Arritola responded, “Every single dime of my campaign has come from (local) business owners that are done with you” – which Shea rebutted by noting that some of Arritola’s dimes have come from labor unions.
Arritola has pressed Shea for more public debates, and Shea has resisted. Monday night’s event was on Shea’s home field, literally and philosophically – in a Greenacres event center hosted by the North Side Conservative Action Alliance. A prayer opened and closed the event. Before giving the invocation, Randall Yearout – a former Constitution Party candidate – said, “There is evil afoot in America today. I think you all feel that in your heart and in your spirit.”

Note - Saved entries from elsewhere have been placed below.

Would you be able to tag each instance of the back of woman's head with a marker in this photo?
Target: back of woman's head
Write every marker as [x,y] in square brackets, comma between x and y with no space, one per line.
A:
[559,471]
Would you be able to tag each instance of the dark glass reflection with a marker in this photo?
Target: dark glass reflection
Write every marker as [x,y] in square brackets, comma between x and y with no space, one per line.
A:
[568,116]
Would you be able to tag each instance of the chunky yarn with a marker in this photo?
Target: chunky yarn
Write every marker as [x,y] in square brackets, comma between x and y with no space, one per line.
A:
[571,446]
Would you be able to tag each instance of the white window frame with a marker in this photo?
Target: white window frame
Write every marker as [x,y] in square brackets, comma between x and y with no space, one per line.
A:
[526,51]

On the issues, the event was a consensus-palooza. Among the areas of agreement: Human beings do not cause climate change (Shea says human-caused global warming has been “conclusively disproven”). Businesses are fleeing Washington for Idaho. No tax should ever be raised, ever. Regulation is destroying Washington business – Shea called it “regulatory tyranny.” Certain state agencies – Labor and Industries, particularly – should be eliminated. The Supreme Court’s McCleary decision on school funding was an improper overreach. Common Core is awful. Obamacare must go. Etc.
The areas of agreement were predictable and bland. As if to illustrate this, the two Republican candidates for the other District 4 seat, Diana Wilhite and Bob McCaslin Jr., shared the stage with Shea and Arritola – providing low-information, platitudinous civility that stimulated neither the mind nor the blood.
Shea and Arritola, on the other hand, seemed ready to leap at each other.
Shea battered Arritola relentlessly for accepting money from unions – the Washington Education Association and the Service Employees International Union. Arritola retorted by accusing Shea of being “bought and paid for” by Olympia lobbyists, and working harder to serve a general constitutionalist constituency than the 4th District specifically.
Asked if they would also represent Democrats and moderate Republicans, Arritola said he would, noting that Shea has sometimes refused to meet with political opponents. Noting one example of a group of Central Valley teachers snubbed by Shea in Olympia, Arritola said, “You refused to meet with them. You refused to shake their hands on the way out.” Shea said he can work with “just about anybody” but drew a line: “I won’t represent socialism.”
A clear subtext of Arritola’s campaign has been the idea that Shea is an extremist. This is inarguable – unless you’re Shea – but it is virtually never argued out loud by other local Republicans, who tie themselves in knots whispering about Shea while refusing to say boo about him publicly. Arritola repeatedly referred to Shea’s tendency to attend “patriot” events out of the district and his high-profile decision to run “off to Nevada to rally with Cliven Bundy.”
Shea remained unchastened. Regarding his Bundy trip, he said he went because he was invited and because similar issues regarding federal land were cropping up in the Palouse. “There is no way I am apologizing for that at all,” he said. “That’s what true representation is. That’s what true leadership is.”
Arritola claims he has been debating an empty chair during his campaign. He asked Shea if he would agree to a one-on-one debate, in a larger, open forum without such a hard tilt in Shea’s favor. Shea dodged the question by saying he prefers to debate Democrats and socialists.
Of course he does. But in the 4th legislative district, that amounts to avoiding all debate that pertains to the choice before voters. Monday’s dust-up made it clear that more of that, not less, would be good for everyone involved.